Re: what happen to the OSDs if the OS disk dies?

Félix Barbeira <fbarbeira@xxxxxxxxx> · Tue, 16 Aug 2016 10:43:15 +0200

Thanks everybody for the answers, it really helped me a lot. So, to sum up, this is the options that I have:
OS in a RAID1.
PROS: the cluster is protected against OS failures. If one of this disks fail, it could be easily replaced because it is hot-swappable.
CONS: we are "wasting" 2 bays of disks that could be destinated to OSDs.
* In the case of R730xd we have the option to put 2x2.5" SSDs disks on the slots on the back like Brian says. For me this is clearly the best option. We'll see if the department of finance has the same opinion :)
OS in a single disk.
PROS: we are using only 1 disk slot. It could be a cheaper disk than the 4TB model because we are only going to use ~10GB.
CONS: the OS is not protected against failures and if this disk fails, the OSDs in this machine (11) fails too. In this case we might try to adjust the configuration in order to not reconstruct all this OSDs data and wait until the OS disk is replaced (I'm not sure if this is possible, I should check the docs).
OS in a SATADOM ( http://www.innodisk.com/intel/product.html )
PROS: we have all the disk slots available to use for OSDs.
CONS: I have no experience with this kind of devices, I'm not sure if the are trustworthy. This devices are fast but they are not raid protected, it's a single point of failure like the previous option.
OS boot from a SAN (this is the option I'm considering for the non R730xd machines, which does not have the 2x2.5" slots on the back).
PROS: all the disk slots are available to OSDs. The OS disk is protected by RAID on the remote storage.
CONS: we depend of the network, I guess the OS device does not require a lot of traffic, all the ceph OSDs network traffic should be managed through another network card.
Maybe I'm missing some other option, in that case please tell me, it would be helpful.
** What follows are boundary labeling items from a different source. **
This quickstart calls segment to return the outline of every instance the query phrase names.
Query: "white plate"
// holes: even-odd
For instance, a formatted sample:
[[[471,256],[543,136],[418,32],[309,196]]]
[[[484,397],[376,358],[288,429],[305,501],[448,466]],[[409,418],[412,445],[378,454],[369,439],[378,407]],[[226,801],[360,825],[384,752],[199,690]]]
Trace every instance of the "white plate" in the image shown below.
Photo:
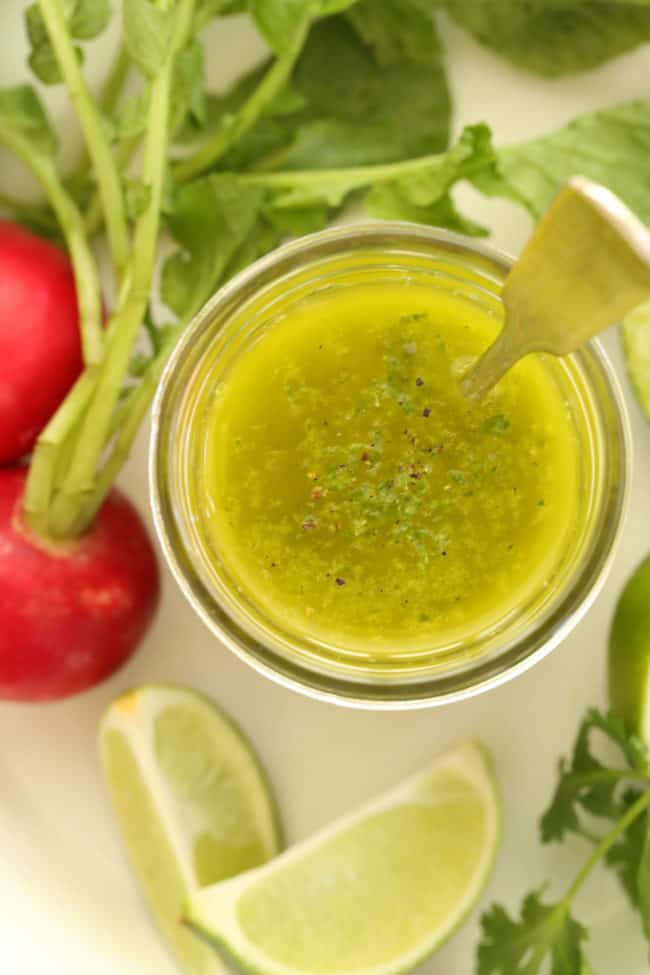
[[[0,83],[24,77],[20,13],[0,9]],[[504,143],[544,132],[579,112],[647,95],[650,49],[588,75],[545,82],[510,69],[449,26],[456,128],[487,120]],[[100,55],[106,45],[100,44]],[[227,43],[214,38],[214,78],[260,51],[241,23]],[[221,52],[226,52],[224,63]],[[99,71],[106,63],[98,55]],[[48,97],[51,97],[51,93]],[[54,93],[70,140],[65,100]],[[61,129],[60,129],[61,131]],[[0,160],[3,182],[18,168]],[[507,203],[463,190],[470,213],[494,228],[496,244],[516,252],[527,218]],[[607,337],[622,373],[617,340]],[[0,705],[0,971],[2,975],[172,975],[123,864],[95,759],[100,712],[139,681],[178,680],[213,694],[252,736],[279,796],[290,839],[327,823],[427,761],[459,737],[476,735],[494,752],[505,794],[505,837],[483,907],[511,907],[553,878],[560,892],[585,850],[580,841],[542,847],[536,821],[548,801],[560,753],[585,708],[602,704],[607,629],[620,587],[650,547],[650,427],[628,397],[636,464],[632,506],[610,580],[574,634],[532,672],[477,700],[443,710],[373,714],[318,704],[265,681],[212,639],[165,579],[162,610],[136,658],[113,680],[76,700],[47,706]],[[146,433],[122,483],[147,509]],[[646,950],[636,917],[616,881],[598,873],[577,905],[592,932],[599,975],[644,975]],[[427,966],[429,975],[474,970],[478,912]]]

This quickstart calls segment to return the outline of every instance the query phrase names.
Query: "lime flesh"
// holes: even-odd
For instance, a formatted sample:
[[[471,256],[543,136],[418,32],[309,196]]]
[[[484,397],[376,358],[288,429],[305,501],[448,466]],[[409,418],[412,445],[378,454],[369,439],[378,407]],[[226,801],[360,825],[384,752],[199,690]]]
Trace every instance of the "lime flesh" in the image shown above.
[[[609,697],[630,729],[650,742],[650,558],[620,595],[609,636]]]
[[[249,744],[207,698],[157,685],[113,702],[100,754],[131,867],[163,939],[191,975],[223,971],[180,916],[191,893],[280,848],[275,805]]]
[[[189,898],[188,922],[259,975],[390,975],[472,908],[498,845],[499,801],[469,743],[265,867]]]

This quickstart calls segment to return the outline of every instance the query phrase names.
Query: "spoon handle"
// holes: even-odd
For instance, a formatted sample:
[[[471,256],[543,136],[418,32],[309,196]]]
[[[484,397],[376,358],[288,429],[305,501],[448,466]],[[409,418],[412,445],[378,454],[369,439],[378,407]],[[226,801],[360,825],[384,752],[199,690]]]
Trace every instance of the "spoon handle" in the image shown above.
[[[512,344],[505,329],[502,329],[492,345],[488,346],[461,379],[460,388],[463,395],[475,402],[482,399],[493,386],[496,386],[508,369],[514,366],[522,354],[525,353]]]
[[[480,399],[530,352],[573,352],[648,295],[648,229],[610,190],[574,176],[508,274],[503,328],[462,392]]]

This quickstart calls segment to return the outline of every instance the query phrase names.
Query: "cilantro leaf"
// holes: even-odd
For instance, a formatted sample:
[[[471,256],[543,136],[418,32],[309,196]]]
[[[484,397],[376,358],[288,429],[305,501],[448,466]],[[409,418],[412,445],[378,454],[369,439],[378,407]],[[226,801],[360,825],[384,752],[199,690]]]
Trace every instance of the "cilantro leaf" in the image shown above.
[[[516,200],[538,219],[560,186],[582,173],[604,183],[650,223],[649,149],[650,99],[626,102],[500,149],[497,168],[477,175],[475,182],[483,192]]]
[[[212,294],[247,238],[263,193],[235,180],[208,176],[181,187],[168,217],[180,245],[163,265],[161,295],[178,316],[193,314]]]
[[[626,790],[622,806],[624,810],[630,808],[637,801],[640,792],[634,789]],[[627,828],[605,855],[607,866],[617,874],[633,907],[639,907],[640,874],[639,864],[644,856],[647,843],[648,814],[645,813]],[[645,882],[647,883],[647,881]]]
[[[622,752],[626,765],[612,768],[596,758],[592,750],[594,731],[600,731]],[[635,772],[645,773],[647,768],[648,750],[627,730],[622,718],[592,708],[578,731],[571,762],[560,761],[560,779],[540,822],[542,842],[562,840],[571,832],[581,833],[580,814],[584,812],[618,819],[625,811],[619,795],[621,783]]]
[[[586,71],[650,38],[650,10],[593,0],[445,0],[481,44],[546,77]]]
[[[588,972],[583,952],[585,928],[569,913],[568,904],[543,904],[541,891],[529,894],[521,917],[513,920],[494,905],[481,919],[478,975],[538,975],[550,960],[549,975]]]

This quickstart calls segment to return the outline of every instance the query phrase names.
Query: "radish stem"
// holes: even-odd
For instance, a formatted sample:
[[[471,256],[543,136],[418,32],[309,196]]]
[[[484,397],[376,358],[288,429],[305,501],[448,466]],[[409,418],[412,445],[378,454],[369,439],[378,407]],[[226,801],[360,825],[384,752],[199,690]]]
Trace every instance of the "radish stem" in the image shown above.
[[[97,177],[111,259],[116,278],[119,280],[129,257],[129,234],[120,174],[97,106],[79,66],[60,0],[38,0],[38,6],[83,130],[88,154]]]
[[[41,184],[65,237],[74,273],[81,324],[81,344],[87,366],[102,358],[102,309],[95,259],[88,244],[84,219],[64,188],[49,156],[34,151],[26,139],[11,129],[0,130],[0,142],[16,153]]]
[[[242,105],[230,124],[219,129],[191,156],[173,167],[174,177],[185,183],[205,172],[225,156],[228,150],[255,125],[264,109],[286,84],[309,32],[311,16],[306,15],[295,33],[291,47],[276,58],[250,98]]]
[[[55,537],[83,531],[92,519],[92,514],[88,517],[86,513],[85,500],[95,486],[97,468],[110,433],[111,417],[149,301],[167,171],[173,68],[176,54],[187,38],[193,10],[194,0],[181,0],[166,61],[151,82],[149,124],[141,172],[142,183],[150,190],[149,201],[135,227],[133,270],[127,296],[109,325],[111,338],[97,386],[84,416],[69,470],[51,506],[49,530]]]
[[[29,465],[24,509],[36,531],[48,534],[48,510],[56,483],[57,464],[64,443],[79,423],[97,379],[96,368],[86,369],[38,438]]]
[[[131,58],[123,44],[118,48],[117,54],[113,60],[108,76],[102,85],[101,91],[99,93],[98,104],[103,109],[104,112],[110,113],[115,108],[116,104],[122,96],[124,91],[124,86],[128,80],[131,71]],[[119,164],[119,159],[117,160],[118,169],[121,171],[121,166]],[[83,180],[90,166],[90,155],[88,153],[88,147],[84,145],[81,156],[70,173],[68,177],[71,182],[75,183]],[[99,200],[97,199],[99,203]],[[101,204],[99,204],[101,206]]]

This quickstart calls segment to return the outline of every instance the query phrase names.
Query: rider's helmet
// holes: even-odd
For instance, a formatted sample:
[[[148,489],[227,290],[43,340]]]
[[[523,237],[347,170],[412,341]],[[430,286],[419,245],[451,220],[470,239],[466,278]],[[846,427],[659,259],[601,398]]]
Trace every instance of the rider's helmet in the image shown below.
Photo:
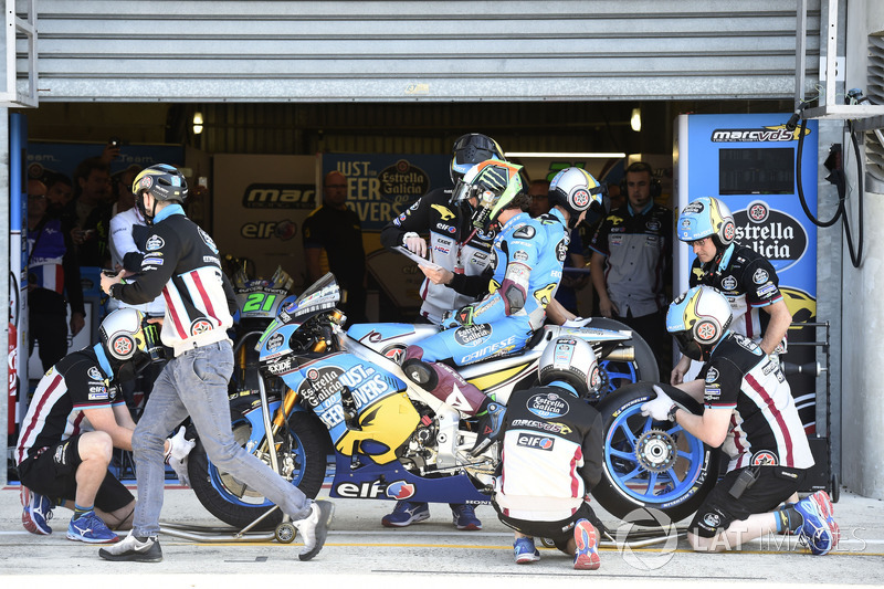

It would be really helpful if somebody has experience with the option of booting OS from a SAN, sharing their pros/cons experience because that option it's very interesting to me.

2016-08-14 14:57 GMT+02:00 Christian Balzer <chibi@xxxxxxx>:

Hello,

I shall top-quote, summarize here.

Firstly we have to consider that Ceph is deployed by people with a wide

variety of needs, budgets and most of all cluster sizes.

Wido has the pleasure (or is that nightmare? ^o^) to deal with a really

huge cluster, thousands of OSDs and an according larg number of nodes (if

memory serves me).

While many others have comparatively small clusters, with decisively less

than 10 storage nodes, like me.

So the approach and philosophy is obviously going to differ quite a bit

on either end of this spectrum.

If you start large (dozens of nodes and hundreds of OSDs), where only a

small fraction of your data (10% or less) is in a failure domain (host

initially), then you can play fast and loose and save a lot of money by

designing your machines and infrastructure accordingly.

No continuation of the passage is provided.